# Lake Livingston deep water blue cats



## shadslinger (Aug 21, 2005)

After a lull in action during the day on the full moon, the deep water blue cat fish are biting well again.
Yesterday and today i caught plenty of cat fish in blitzkrieg action style.
Today I went solo and the blue cat fish were hammering cut drum in 62' FOW.
Three short drifts produced ten blue cat fish and all except one were ten pounds and larger.
Most were between 15 and 18 pounds with one big boy at 22 pounds.
All released. i did not get all of them photoed as some I just chucked back to go grab another rod that had gone off.
Action was fast and the cats a good size today.
Yesterday trapperjon and I hit a good round of action getting four box fish fast.
Here are some pictures of the last few days fishing.
It started back slow after the full moon, but it picked up to red hot today.
During the last couple of trips more than one big fish would hit and be hooked, usually I would just get two of three, but got most doubles.


----------



## Omega (Jun 11, 2010)

*Great catch*

Shadslinger, great catch; show us your drift fishing rigging - for us novices for our education on what makes a successful drift terminal rigging.

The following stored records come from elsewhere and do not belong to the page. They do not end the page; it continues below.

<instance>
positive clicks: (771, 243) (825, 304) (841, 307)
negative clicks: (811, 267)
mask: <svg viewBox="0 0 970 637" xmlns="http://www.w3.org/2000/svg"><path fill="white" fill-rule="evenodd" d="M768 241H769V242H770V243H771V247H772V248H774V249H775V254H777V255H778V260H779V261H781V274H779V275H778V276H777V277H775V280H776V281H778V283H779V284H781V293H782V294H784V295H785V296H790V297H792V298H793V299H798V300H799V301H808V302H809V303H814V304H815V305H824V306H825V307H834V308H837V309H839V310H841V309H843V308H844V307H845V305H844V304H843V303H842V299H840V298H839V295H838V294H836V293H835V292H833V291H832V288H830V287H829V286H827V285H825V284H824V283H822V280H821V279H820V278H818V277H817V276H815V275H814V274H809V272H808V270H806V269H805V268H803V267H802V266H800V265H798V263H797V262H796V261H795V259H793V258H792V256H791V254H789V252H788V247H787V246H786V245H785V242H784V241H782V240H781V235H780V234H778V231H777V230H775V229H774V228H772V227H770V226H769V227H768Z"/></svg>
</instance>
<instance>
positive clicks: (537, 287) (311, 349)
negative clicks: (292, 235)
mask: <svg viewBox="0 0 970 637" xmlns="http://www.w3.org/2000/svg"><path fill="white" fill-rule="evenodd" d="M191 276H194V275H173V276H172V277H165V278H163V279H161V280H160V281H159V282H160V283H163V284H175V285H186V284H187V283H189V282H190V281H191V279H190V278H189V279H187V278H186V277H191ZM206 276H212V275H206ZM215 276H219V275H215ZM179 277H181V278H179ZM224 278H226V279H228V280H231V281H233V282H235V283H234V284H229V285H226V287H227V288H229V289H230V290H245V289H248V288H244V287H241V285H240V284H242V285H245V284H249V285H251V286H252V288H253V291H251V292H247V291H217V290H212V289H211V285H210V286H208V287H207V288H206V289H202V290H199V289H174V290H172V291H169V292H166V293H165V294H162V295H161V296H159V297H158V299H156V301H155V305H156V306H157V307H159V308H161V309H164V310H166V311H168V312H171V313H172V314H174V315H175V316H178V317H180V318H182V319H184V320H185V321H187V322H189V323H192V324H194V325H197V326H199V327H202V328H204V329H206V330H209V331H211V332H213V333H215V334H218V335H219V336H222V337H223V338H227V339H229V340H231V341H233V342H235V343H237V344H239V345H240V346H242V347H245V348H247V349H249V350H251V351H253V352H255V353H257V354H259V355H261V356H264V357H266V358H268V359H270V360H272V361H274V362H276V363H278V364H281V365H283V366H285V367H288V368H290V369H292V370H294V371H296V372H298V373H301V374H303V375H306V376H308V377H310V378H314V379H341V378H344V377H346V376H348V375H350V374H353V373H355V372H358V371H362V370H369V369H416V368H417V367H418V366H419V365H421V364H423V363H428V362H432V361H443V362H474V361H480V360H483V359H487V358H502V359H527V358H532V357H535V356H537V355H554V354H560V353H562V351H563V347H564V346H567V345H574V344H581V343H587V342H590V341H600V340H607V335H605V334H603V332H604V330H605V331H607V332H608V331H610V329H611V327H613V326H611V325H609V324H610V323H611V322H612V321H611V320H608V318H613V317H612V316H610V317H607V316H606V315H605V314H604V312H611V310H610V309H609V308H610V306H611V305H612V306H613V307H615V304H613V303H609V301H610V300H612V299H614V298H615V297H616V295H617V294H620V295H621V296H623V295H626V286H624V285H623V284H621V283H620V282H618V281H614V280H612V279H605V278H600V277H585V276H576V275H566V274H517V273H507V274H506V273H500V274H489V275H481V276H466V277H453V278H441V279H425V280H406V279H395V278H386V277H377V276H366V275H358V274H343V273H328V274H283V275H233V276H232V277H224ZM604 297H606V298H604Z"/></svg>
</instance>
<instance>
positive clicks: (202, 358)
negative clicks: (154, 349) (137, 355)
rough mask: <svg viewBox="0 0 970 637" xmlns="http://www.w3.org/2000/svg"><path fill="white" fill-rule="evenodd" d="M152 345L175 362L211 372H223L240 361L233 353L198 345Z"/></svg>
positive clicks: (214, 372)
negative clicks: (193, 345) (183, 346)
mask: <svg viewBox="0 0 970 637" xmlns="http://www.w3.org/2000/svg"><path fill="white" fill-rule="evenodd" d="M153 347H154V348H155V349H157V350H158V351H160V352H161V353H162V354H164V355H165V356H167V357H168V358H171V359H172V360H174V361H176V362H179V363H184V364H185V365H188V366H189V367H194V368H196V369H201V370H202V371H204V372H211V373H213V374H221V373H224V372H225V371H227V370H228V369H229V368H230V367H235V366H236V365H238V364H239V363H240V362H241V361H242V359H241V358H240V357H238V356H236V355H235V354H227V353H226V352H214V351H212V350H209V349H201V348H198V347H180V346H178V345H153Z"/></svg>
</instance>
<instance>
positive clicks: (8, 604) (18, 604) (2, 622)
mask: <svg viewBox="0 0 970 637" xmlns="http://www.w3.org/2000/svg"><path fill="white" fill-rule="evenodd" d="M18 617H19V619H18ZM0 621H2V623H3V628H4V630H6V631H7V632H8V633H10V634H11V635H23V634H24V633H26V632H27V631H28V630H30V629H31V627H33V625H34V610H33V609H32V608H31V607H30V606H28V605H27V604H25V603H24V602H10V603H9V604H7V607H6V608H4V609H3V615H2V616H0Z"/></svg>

Thanks. :idea:


----------



## shadslinger (Aug 21, 2005)

I have posted them before, and will again when I get up and go take some more pictures, that's easier than finding the old ones.

There are a lot of drift fishing for trophy cats web sites that show basic Santee Cooper rigs that are most prevalent for drift fishing.

I use a basic Carolina Rig with a 2 oz egg sinker, a bead, a swivel, a 3' to 40" leader of 50# mono and small crappie barrel float two inches above a 10/0 circle hook.
This rig lets the sinker bump bottom and the hook somewhat floating above the bottom trailing behind.
The float keeps the hook from hanging up and off the dirty bottom. If your bait comes in looking grey and nasty, you have too big a bait, or too small a float.


----------



## Sugars Pop (Jul 10, 2008)

Mr Shadslinger,
Fresh dead bait or will drum previously frozen work.
Gonna give it a shot on Limestone this weekend if the wind cooperates.


----------



## obiewan57 (Sep 14, 2005)

Way to go ShadSlinger, looks like you are tearing em up.


----------



## shadslinger (Aug 21, 2005)

Fresh is way better, but frozen will work, just not as good.
In deep winter a fresh drum is gold!


----------



## natureboy (Jan 21, 2010)

Shadslinger,

During this time of year what are the cats feeding on in the deeper waters of Lake Livingston?


----------



## shadslinger (Aug 21, 2005)

We catch them on cut rough fish and shad, but they feed on any fish that gets in front of them when they are hungry.


----------